Huyền, a content mother, had given birth to her daughter, Ngọc, who was now three months old. Ngọc was born full-term, weighing 3.5kg, and had no complications apart from some mild jaundice that did not require phototherapy. Ngọc had already received the initial vaccinations for Hepatitis B and BCG (Tuberculosis).

When it came time for the six-in-one vaccination, which included Diphtheria, Tetanus, Pertussis (DTP), Polio, Haemophilus Influenzae, as well as the Pneumococcal vaccine and Rota virus, Ngọc developed a low-grade fever below 38.5°C. Also, Huyền herself had been ill at the time. Due to these circumstances, Huyền made the decision to delay Ngọc’s vaccination for the time being.

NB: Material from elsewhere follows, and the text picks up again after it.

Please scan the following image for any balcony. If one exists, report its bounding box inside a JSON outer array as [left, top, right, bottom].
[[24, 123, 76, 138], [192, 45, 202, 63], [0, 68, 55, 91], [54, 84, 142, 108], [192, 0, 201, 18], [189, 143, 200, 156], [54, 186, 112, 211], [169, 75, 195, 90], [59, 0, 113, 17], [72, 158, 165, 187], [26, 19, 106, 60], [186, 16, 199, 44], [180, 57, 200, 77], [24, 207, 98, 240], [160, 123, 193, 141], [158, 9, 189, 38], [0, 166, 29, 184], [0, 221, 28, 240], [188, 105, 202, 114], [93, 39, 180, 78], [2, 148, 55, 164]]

A few days after attending a family gathering where everyone wanted to greet Ngọc, she began experiencing symptoms including a runny nose, mild cough, and a mild fever. Concerned about her well-being, Huyền took Ngọc to a local doctor who suspected it to be a viral infection but still prescribed amoxicillin antibiotics.

However, despite taking the prescribed medication, Ngọc’s symptoms persisted and even worsened after ten days. Her cough became more severe and rapid, accompanied by a distinct “whoop” sound, vomiting, and exhaustion. Ngọc’s condition took a concerning turn when she experienced a brief pause in breathing and her lips turned blue, causing her mother to become extremely worried.

Seeking further medical assistance, Huyền took Ngọc to Family Medical Practice, where they met with a pediatrician. Huyền explained the symptoms, duration of illness, and mentioned that Ngọc had not received the DTP (diphtheria, tetanus, and pertussis) vaccination. After examining Ngọc, the pediatrician concluded that it was likely to be a case of whooping cough and initiated treatment with macrolide antibiotics.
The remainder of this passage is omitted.